Beşiktaş’ın başı (Gaziantep atakları yüzünden) tam derde girecekti ki; Aboubakar’ın müthiş golüyle kendine geldi. Yoksa durum kötüydü... Çünkü, tarihinin ligdeki en karanlık dönemini yaşan konuk takımın; (Bu haline rağmen) Ghillas ve İlhan’la bıçkın gibi sokuluşları, yürekleri hep ağıza getirdi. Aslında siyah-beyazlılar, daha baskılı gibi görünseler de, rakip daha net pozisyonlar buluyordu.

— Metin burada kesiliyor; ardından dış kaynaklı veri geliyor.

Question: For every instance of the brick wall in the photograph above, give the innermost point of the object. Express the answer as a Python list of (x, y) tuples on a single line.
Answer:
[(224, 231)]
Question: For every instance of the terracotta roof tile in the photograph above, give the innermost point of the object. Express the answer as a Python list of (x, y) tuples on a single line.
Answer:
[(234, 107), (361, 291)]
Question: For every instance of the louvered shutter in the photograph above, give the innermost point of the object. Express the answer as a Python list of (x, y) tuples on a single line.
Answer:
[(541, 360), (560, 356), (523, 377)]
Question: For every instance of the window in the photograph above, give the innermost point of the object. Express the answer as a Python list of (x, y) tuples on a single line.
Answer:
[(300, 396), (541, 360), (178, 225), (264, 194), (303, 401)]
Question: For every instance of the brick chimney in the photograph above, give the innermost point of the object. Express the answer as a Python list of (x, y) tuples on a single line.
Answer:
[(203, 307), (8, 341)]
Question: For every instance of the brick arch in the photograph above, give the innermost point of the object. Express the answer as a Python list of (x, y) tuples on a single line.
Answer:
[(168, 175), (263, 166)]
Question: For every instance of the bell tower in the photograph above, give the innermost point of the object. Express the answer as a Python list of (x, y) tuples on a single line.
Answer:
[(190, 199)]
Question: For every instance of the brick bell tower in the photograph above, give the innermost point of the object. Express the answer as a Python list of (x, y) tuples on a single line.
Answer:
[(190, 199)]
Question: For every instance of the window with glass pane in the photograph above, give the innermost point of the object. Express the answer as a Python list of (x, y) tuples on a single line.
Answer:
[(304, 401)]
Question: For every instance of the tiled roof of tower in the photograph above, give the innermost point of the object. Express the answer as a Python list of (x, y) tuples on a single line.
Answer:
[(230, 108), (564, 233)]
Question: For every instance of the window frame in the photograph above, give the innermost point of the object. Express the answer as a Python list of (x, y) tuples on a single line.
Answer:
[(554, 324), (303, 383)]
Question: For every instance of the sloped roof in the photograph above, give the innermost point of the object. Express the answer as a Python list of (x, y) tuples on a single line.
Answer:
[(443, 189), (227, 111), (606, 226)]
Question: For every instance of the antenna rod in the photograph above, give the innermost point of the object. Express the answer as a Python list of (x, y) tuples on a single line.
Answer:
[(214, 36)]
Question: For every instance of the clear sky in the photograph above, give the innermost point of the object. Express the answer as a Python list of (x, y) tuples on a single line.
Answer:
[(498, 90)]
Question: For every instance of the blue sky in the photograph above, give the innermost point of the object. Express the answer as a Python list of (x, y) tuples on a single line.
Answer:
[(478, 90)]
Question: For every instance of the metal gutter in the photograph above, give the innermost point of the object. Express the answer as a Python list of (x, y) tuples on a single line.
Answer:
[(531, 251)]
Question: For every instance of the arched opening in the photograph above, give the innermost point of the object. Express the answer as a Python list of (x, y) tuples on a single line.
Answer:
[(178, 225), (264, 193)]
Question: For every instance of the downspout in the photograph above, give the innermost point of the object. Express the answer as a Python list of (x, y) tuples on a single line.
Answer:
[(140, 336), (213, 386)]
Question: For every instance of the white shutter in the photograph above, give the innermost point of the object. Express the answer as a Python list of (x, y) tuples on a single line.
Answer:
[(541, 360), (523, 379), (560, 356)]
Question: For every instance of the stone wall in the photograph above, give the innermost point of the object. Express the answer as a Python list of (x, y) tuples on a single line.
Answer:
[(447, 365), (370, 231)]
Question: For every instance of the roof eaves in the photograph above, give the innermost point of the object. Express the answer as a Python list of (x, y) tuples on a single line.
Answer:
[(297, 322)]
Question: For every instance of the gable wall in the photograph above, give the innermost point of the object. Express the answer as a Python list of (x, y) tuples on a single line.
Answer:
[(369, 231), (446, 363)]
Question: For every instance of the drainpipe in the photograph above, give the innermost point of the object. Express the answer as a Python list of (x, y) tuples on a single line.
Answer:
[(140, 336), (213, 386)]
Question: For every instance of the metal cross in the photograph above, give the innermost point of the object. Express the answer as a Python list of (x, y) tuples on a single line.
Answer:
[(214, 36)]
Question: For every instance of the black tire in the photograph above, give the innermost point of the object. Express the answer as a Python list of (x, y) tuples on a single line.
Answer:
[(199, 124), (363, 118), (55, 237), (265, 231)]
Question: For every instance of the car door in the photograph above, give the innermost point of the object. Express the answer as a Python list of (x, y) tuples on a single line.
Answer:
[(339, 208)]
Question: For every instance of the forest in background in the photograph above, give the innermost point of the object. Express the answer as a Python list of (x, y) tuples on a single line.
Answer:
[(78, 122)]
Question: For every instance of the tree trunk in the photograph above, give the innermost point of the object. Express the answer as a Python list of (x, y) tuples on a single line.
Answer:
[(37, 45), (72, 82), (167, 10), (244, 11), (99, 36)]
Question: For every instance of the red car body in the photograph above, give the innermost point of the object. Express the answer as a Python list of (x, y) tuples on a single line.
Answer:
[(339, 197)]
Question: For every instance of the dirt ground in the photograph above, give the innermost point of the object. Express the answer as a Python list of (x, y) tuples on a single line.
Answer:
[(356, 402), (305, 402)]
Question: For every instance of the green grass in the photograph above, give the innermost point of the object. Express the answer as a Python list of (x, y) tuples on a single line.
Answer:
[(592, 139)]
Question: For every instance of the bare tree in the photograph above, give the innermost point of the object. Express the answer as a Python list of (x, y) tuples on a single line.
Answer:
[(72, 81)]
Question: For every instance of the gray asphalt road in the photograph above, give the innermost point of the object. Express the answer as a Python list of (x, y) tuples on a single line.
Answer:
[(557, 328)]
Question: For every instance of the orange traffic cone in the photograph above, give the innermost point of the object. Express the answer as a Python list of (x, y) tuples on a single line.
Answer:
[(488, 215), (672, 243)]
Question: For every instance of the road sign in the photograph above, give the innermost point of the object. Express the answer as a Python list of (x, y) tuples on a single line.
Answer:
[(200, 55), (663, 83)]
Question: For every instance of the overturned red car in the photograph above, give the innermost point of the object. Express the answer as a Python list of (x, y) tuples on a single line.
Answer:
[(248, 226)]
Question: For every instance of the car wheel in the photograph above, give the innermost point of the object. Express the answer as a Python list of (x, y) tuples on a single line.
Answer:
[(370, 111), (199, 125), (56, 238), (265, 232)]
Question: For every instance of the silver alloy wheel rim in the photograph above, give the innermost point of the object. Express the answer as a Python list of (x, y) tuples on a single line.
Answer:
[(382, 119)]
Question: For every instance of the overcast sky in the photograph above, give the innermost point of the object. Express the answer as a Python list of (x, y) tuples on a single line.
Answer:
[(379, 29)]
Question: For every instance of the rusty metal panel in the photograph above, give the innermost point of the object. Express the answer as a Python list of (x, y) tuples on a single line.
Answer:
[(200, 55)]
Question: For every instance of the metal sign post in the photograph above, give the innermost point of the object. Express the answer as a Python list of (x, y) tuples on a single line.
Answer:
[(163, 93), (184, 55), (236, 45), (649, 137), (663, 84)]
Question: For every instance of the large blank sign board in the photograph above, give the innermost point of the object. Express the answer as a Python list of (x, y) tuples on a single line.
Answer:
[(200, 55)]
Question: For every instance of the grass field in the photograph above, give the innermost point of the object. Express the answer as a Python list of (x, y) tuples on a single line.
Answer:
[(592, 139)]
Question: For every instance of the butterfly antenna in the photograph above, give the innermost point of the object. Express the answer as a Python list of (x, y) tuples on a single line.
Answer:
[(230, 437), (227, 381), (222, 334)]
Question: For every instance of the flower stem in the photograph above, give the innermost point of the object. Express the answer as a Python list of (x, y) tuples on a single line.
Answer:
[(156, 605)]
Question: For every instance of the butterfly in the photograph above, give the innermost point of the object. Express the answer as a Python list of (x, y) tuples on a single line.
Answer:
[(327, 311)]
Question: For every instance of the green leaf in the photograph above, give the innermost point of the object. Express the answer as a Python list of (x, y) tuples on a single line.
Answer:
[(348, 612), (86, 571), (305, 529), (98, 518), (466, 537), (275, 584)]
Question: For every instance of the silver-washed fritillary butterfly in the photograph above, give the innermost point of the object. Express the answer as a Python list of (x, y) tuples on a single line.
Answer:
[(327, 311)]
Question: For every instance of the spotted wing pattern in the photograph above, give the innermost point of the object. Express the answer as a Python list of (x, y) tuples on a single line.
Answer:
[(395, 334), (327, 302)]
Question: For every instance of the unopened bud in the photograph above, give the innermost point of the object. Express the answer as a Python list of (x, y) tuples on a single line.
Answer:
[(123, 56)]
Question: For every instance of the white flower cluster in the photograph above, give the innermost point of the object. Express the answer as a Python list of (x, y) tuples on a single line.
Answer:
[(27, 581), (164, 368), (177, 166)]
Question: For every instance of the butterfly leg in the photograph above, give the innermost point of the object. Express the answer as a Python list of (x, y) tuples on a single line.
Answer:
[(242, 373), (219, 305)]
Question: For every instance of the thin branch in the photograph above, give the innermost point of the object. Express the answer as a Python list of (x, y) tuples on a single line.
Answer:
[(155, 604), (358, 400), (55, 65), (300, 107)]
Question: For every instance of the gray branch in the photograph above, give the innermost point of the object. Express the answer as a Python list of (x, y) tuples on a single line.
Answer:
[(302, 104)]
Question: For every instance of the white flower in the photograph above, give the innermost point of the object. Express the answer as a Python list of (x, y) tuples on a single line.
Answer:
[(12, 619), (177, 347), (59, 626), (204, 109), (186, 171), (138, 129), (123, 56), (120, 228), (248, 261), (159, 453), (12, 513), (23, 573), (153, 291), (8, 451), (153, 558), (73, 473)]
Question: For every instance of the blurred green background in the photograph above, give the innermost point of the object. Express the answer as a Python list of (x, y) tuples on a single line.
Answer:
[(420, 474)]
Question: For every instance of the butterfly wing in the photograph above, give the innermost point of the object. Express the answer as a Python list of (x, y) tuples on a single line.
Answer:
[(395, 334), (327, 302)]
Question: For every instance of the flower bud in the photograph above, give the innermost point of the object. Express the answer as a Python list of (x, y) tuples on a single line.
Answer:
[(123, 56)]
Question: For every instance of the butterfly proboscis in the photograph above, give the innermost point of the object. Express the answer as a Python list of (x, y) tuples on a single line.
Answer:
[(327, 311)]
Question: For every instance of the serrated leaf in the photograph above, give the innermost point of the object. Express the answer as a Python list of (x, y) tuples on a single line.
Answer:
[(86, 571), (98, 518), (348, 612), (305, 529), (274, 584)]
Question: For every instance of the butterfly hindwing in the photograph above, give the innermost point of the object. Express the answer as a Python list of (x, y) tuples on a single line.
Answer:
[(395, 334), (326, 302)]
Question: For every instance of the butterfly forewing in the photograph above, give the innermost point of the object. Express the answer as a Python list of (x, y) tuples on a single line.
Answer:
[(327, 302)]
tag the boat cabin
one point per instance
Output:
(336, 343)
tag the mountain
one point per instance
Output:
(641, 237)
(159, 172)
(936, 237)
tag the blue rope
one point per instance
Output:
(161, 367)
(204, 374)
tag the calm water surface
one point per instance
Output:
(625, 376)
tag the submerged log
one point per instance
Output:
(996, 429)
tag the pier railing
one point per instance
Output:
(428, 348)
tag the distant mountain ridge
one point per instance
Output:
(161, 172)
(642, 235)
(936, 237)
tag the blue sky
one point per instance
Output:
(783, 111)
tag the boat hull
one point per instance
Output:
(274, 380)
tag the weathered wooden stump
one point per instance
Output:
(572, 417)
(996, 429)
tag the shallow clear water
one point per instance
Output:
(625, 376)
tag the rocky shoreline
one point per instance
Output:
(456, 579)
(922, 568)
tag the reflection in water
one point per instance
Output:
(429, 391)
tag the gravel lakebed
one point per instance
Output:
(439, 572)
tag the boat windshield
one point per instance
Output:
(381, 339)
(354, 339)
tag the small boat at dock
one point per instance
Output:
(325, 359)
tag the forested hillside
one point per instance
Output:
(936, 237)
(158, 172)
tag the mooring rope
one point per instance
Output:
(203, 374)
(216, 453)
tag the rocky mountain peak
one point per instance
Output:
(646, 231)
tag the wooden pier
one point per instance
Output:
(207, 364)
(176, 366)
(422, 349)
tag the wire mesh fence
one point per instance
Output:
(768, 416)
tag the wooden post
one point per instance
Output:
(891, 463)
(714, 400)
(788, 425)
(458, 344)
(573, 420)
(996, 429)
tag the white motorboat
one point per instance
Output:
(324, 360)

Bu da Beşiktaşlı futbolcuları sinirlendirdi ve sert oynamaya yönlendirdi. Gökhan Gönül’ün rakibinin yüzüne basan pozisyonu, ucuz atlatıldı. Gökhan, başka pozisyonda yine sert girdi ve hatta arkadan bastı. Hakem Serkan Çınar; daha önce bu tür vukuatları olmayan Beşiktaşlı futbolcuya, geçmişinin hatırına hoşgörülü davrandı.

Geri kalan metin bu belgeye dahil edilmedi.